Ludicrous panic porn from WHO on through cannot change known data to date. Despite the Indian “surge”, deaths per million are still less than 1/7th as I reported of the EU and US. On 18 June, Public Health England published their 16th report on variants, and while Alpha shows clearly a “case” fatality of 1.9%, Delta only displays 0.1%. Even total case numbers (Delta has been dominant since mid-May in the UK), are Alpha 218,332 and Delta 31,132. Those Delta numbers are akin to the flu, and the flu over the last several weeks, along with pneumonia in the UK has been killing far more than C-19. In fact, last week only 1% of ICU beds in the UK were occupied by COVID patients. None of this has infiltrated the foggy craniums of the politicians there, who continue to cringe at reckless, feckless “modelling.”

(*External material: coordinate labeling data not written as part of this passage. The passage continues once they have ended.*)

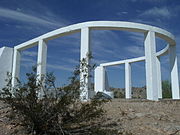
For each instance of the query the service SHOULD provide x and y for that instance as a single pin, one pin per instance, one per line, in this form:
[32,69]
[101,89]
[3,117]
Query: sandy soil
[129,117]
[143,117]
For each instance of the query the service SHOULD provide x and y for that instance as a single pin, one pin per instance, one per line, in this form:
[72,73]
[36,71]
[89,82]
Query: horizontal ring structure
[158,54]
[100,25]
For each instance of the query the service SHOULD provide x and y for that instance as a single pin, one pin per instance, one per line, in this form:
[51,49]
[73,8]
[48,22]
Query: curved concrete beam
[102,25]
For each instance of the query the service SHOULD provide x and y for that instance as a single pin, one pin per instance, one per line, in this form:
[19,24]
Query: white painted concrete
[128,85]
[99,80]
[41,64]
[174,73]
[159,80]
[85,81]
[6,58]
[151,66]
[16,66]
[41,59]
[104,25]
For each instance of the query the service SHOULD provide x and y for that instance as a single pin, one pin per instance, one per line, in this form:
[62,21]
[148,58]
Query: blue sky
[22,20]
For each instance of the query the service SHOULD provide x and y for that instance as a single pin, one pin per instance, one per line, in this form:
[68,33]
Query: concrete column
[16,67]
[99,80]
[151,66]
[128,85]
[174,72]
[159,81]
[41,63]
[85,51]
[41,60]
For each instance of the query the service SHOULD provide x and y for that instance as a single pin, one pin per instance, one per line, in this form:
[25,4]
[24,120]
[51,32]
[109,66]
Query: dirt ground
[129,117]
[143,117]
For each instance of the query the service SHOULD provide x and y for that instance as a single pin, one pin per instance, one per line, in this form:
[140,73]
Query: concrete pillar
[16,67]
[41,63]
[41,60]
[151,66]
[159,77]
[85,51]
[174,72]
[99,80]
[128,85]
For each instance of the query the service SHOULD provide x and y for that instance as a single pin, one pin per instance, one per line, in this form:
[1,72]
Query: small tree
[59,112]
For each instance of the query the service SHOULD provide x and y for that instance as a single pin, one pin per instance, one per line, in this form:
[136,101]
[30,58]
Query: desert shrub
[166,89]
[59,112]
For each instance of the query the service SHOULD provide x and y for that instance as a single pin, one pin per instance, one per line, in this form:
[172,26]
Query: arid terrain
[129,117]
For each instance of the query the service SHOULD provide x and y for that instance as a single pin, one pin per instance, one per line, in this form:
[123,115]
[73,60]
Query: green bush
[59,112]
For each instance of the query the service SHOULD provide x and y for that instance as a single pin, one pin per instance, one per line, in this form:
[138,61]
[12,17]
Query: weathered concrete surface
[6,58]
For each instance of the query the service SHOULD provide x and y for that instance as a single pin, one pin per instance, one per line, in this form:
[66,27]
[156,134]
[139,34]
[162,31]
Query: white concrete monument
[151,58]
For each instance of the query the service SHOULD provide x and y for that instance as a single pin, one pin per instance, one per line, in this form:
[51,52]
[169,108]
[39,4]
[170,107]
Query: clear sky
[22,20]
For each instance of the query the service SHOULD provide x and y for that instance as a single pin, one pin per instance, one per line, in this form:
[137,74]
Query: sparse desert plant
[59,112]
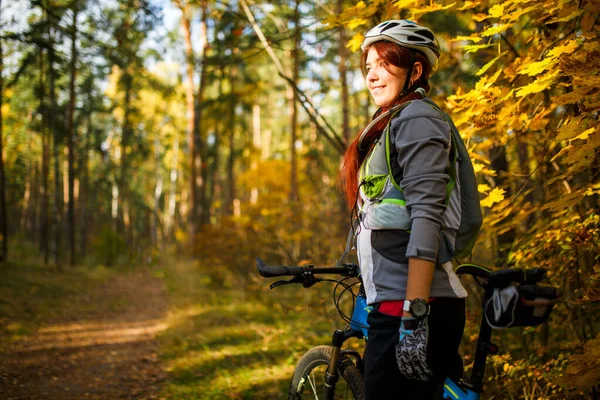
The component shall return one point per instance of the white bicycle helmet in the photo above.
(407, 34)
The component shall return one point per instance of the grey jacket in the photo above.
(419, 156)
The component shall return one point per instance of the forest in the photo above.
(188, 137)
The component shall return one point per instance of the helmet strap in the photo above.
(411, 65)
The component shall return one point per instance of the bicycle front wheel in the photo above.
(308, 381)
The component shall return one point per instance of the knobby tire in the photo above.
(309, 377)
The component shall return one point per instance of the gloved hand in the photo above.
(411, 350)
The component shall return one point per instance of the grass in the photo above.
(228, 340)
(31, 293)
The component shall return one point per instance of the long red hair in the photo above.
(391, 54)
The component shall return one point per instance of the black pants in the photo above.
(383, 380)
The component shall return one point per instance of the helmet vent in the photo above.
(389, 26)
(412, 38)
(425, 33)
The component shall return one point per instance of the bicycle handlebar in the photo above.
(504, 277)
(271, 271)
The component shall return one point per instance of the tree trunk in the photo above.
(500, 165)
(154, 223)
(200, 140)
(190, 113)
(294, 196)
(3, 213)
(231, 192)
(170, 219)
(213, 181)
(255, 146)
(85, 184)
(45, 190)
(123, 217)
(57, 205)
(343, 70)
(70, 137)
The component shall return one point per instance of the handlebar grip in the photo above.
(270, 271)
(503, 278)
(534, 275)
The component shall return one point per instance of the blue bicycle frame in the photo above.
(452, 390)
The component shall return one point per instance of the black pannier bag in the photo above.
(524, 305)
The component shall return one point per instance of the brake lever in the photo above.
(279, 283)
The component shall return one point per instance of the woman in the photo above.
(395, 173)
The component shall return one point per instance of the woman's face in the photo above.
(384, 81)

In fact, as Delta became dominant, hospitalisations plummeted, an inverse relationship. And more to the point, more of the mortality is registered among those vaccinated, as opposed to unvaccinated! This “could be” as more of the unvaccinated are younger and less at risk, which makes the case that vaccine or not, most people aren’t at risk. And those that are, there are truly exceptional early treatments, which I have written about before, and which we are presenting via global clinicians who have evidence, to the leading medical professionals in this country.
So, time to develop a long overdue immunity to panic porn…oh, wait, over the horizon, Delta+!
Surely enough!
So, we are where we were. Stop manically testing the healthy, focus on symptoms, treat the symptoms early, let’s stop economically incentivising tagging deaths as COVID.
AstraZeneca is banned variously in numerous European countries; Australia is phasing it out. We can’t just ignore that and just “vaccinate” as if we don’t have this information. The adverse events and outright deaths re Pfizer and Moderna are staggering, just under 6,000 deaths in the US database, over 12,000 in Europe. The first is more than 9/11, and these are inevitably undercounted by a factor of 1-20% (as they require a doctor to fill out and are onerous). Not to say there is no vaccination value for the vulnerable, but unlike the peddlers of this, we do need to just dispassionately review evidence.
PCR tests are not reliable, again there are early treatments. We cannot keep “locking up” those who have to keep themselves and all of us solvent. We desperately need national income, exports need to be competitive, we have to have a sane import policy, a less panic-riddled tourism policy, and to let people interact and exchange goods, services, ideas. There will be surges, seasonal respiratory spikes, from this or influenza or something other. Let’s build health and be at the forefront of treatments.
We have bigger issues than this viral strain. We really have to move on.